Today we live so cowed under the bombardment of this intellectual artillery (the media) that hardly anyone can attain to the inward detachment that is required for a clear view of the monstrous drama. The will-to-power operating under a pure democratic disguise has finished off its masterpiece so well that the object’s sense of freedom is actually flattered by the most thorough-going enslavement that has ever existed.

4. World Peace and the Liberal Utopia

The question of whether world peace will ever be possible can only be answered by someone familiar with world history. To be familiar with world history means, however, to know human beings as they have been and always will be. There is a vast difference, which most people will never comprehend, between viewing future history as it will be and viewing it as one might like it to be.

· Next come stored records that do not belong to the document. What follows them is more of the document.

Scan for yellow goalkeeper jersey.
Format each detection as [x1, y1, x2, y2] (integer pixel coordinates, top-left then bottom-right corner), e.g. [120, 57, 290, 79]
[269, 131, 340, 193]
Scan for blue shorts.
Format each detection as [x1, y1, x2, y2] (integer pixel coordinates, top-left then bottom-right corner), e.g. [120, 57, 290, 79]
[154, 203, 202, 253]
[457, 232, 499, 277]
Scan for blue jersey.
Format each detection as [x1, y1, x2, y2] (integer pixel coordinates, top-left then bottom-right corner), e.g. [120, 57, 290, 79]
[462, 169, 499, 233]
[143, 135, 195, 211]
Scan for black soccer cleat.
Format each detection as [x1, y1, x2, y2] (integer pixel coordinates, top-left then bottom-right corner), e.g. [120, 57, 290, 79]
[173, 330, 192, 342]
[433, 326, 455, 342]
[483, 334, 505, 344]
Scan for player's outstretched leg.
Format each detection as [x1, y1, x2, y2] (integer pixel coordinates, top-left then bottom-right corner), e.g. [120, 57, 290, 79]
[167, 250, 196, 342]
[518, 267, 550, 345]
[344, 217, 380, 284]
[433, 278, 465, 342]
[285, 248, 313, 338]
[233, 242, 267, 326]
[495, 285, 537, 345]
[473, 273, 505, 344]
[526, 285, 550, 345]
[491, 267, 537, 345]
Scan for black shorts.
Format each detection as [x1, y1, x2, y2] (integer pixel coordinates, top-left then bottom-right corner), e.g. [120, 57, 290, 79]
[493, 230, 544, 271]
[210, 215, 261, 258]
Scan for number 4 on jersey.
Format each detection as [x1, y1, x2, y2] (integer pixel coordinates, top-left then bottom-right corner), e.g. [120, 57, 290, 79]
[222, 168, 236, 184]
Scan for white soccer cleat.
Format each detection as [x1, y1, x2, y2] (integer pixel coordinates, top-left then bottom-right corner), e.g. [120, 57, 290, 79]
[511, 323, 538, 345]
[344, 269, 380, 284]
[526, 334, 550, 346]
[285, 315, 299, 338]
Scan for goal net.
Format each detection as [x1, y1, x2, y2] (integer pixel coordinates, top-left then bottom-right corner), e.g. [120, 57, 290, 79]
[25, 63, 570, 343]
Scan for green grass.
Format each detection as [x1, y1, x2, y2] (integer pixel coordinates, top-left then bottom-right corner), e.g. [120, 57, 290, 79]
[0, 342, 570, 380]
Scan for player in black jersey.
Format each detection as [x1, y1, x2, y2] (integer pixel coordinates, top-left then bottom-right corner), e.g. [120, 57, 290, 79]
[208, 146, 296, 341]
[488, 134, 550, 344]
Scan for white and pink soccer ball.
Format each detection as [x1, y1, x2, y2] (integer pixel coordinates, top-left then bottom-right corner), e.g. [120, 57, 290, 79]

Peace is a desire, war is a fact; and history has never paid heed to human desires and ideals…

5. The Real Motivation of Socialist and Communists

There is no proletarian, not even a Communist movement, that has not operated in the interests of money, and for the time being permitted by money – and that without the idealists among its leaders having the slightest suspicion of the fact.

6. Destiny

We are born into this time and must bravely follow the path to the destined end. There is no other way. Our duty is to hold on to the lost position, without hope, without rescue, like that Roman soldier whose bones were found in front of a door in Pompeii, who, during the eruption of Vesuvius, died at his post because they forgot to relieve him. That is greatness. That is what it means to be a thoroughbred. The honorable end is the one thing that can not be taken from a man.

7. The Death of Art

One day the last portrait of Rembrandt and the last bar of Mozart will have ceased to be — though possibly a colored canvas and a sheet of notes will remain — because the last eye and the last ear accessible to their message will have gone.

8. Liberalism Vs. Conservatism

For the Age has itself become vulgar, and most people have no idea to what extent they are themselves tainted. The bad manners of all parliaments, the general tendency to connive at a rather shady business transaction if it promises to bring in money without work, jazz and Negro dances as the spiritual outlet in all circles of society, women painted like prostitutes, the efforts of writers to win popularity by ridiculing in their novels and plays the correctness of well-bred people, and the bad taste shown even by the nobility and old princely families in throwing off every kind of social restraint and time-honoured custom: all of these go to prove that it is now the vulgar mob that gives the tone.

9. The City Cannibalizing the Countryside

Long ago the country bore the country-town and nourished it with her best blood. Now the giant city sucks the country dry, insatiably and incessantly demanding and devouring fresh streams of men, till it wearies and dies in the midst of an almost uninhabited waste of country.

10. What History Tells Us

World-history is the history of the great Cultures, and peoples are but the symbolic forms and vessels in which the men of these Cultures fulfil their Destinies.

Some call his world views pessimistic. To his detractors, Spengler only had this to say:

Man was, and is, too shallow and cowardly to endure the fact of the mortality of everything living. He wraps it up in rose-colored progress-optimism, he heaps upon it the flowers of literature, he crawls behind the shelter of ideals so as not to see anything. But impermanence, the birth and the passing, is the form of all that is actual — from the stars, whose destiny is for us incalculable, right down to the ephemeral concourses on our planet. The life of the individual – whether this be animal or plant or man – is as perishable as that of peoples of Cultures. Every creation is foredoomed to decay, every thought, every discovery, every deed to oblivion. Here, there, and everywhere we are sensible of grandly fated courses of history that have vanished. Ruins of the “have-been” works of dead Cultures lie all about us. The hubris of Prometheus, who thrust his hand into the heavens in order to make the divine powers subject to man, carries with it his fall. What, then, becomes of the chatter about undying achievements?

However, rather than become totally fatalistic, Spengler offers this advice for living the best life we can given the circumstances presented to us that our out of our control.

This is our purpose: to make as meaningful as possible this life that has been bestowed upon us…to live in such a way that we may be proud of ourselves, to act in such a way that some part of us lives on. This is our purpose: to make as meaningful as possible this life that has been bestowed upon us…to live in such a way that we may be proud of ourselves, to act in such a way that some part of us lives on.

A life we can be proud of when the end comes is a noble desire, indeed. Facing the circumstances we are actually in, not what we would like them to be, is the essence of masculinity and allows us to plan our lives accordingly instead of living under a Niebuhr-esque trance foisted upon us by the mythmakers. As Spengler put it, “Optimism is cowardice.”